As well, it wasn’t a good time to up and off her either. Erik Webber was already kissing dirt. He was planning to do in two more, through the buffer zone of a contract job. Another one that he had ties with suddenly turning up dead, well— bad timing for that sort of thing. Police could be quite determined in hunting for common denominators. Even if they couldn’t turn up proof positive on him regarding any of them, he still didn’t need the extra attention.
So string her along awhile longer, and an option would arise. Tony was sure of that. Patience was the name of this game.
So much for distraction number one. The blond One. The second was very green, and packaged according to kilogram.
No getting around it, skullflush had thrown a major ripple into his life and career. Six keys, just waiting for . . . something.
What to do with the stuff was a question never far from mind. Annoyingly unanswerable, and that was no good at all. He was used to having control. Tony Mendoza took charge of circumstances, not the other way around.
This was the only time he had allowed a shipment to get through his front door. Except for tiny sample tastes, easily flushable, that came in handy for deals, or coaxing sweeties to bed, like candy to bribable children. Never more than a few grams before. And six keys? Unthinkable.
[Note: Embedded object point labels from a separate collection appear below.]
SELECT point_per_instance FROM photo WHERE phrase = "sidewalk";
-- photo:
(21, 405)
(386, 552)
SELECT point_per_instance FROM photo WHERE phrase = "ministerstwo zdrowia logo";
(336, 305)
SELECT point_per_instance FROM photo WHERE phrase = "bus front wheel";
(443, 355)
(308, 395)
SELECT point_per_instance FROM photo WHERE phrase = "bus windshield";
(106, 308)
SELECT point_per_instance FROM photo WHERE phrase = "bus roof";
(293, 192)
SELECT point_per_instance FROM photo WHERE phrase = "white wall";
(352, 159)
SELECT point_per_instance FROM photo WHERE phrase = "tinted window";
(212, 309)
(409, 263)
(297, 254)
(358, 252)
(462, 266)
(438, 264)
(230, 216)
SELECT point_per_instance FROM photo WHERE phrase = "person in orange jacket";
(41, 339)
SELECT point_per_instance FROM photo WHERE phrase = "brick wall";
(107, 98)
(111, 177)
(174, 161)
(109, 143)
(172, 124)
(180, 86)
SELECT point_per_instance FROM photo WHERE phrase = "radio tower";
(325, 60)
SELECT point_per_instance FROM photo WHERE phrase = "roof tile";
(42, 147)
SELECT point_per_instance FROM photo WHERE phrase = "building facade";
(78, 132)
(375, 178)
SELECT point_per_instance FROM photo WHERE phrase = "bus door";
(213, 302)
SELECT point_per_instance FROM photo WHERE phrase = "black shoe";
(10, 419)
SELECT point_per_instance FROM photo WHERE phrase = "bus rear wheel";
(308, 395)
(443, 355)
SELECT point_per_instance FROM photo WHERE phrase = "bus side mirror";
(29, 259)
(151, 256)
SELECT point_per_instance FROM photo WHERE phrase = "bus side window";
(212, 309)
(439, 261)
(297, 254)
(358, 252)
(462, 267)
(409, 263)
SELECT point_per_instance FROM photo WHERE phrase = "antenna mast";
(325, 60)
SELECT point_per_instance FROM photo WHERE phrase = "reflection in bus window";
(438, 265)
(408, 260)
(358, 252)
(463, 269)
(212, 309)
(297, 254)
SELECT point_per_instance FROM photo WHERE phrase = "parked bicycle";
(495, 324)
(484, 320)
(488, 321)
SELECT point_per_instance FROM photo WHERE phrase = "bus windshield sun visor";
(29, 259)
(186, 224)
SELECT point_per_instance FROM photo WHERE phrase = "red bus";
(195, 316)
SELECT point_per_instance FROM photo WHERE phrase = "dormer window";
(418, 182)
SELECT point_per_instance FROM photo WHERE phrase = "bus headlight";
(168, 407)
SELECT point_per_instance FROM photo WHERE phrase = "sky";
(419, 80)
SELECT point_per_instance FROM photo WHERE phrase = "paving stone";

He was used to very short storage time. Have buyers ready to take a shipment almost as soon as it came in. Of course, he needed time to add his own cut to the mix. But in general, move-it-in-and-move-it-out, that was SOP.
He couldn’t very well keep it at any of the safe houses he used for cutting and temp storage. Not this stuff. No honor among thieves in this business, no way to trust the safe-house guys a hundred percent. They’d fudge from a bag here, a bag there, scooping out their own cut. If you couldn’t catch them red-handed, what could you do? Live with it. One more shipment of coke wouldn’t cause a second glance among them. Throw the green stuff into the equation, and it could be an engraved invitation for trouble.
So he kept it hidden here at the penthouse. Maybe dangerous, and maybe not. Laws were pretty specific on what constituted an illegal drug. He was willing to bet the U.S. judicial system had never encountered anything like this before. No provisions made, no breakdown of chemical components on their books. For all he knew, skullflush might even be legal. So far.
At any rate, it was probably best to keep it under no one’s nose but his own.
What to do, what to do? He’d briefly wondered about trying to move skullflush to the army. They were always in the market for a new weapons angle, something the Reds didn’t have in the works. Given the effects, the possibilities were mind-boggling. Battle scenarios. The chips are down, and the platoon whips out concentrated capsulized doses. Breaks them open and pops them under their noses. And in a matter of a minute or two, you’ve got a platoon of the scariest badass soldiers
any
army has ever sent into battle.
Interesting, and no doubt the army had loads of cash to invest in such projects. Those guys experimented with stuff that would turn the hair of the general populace snow white if it became public knowledge.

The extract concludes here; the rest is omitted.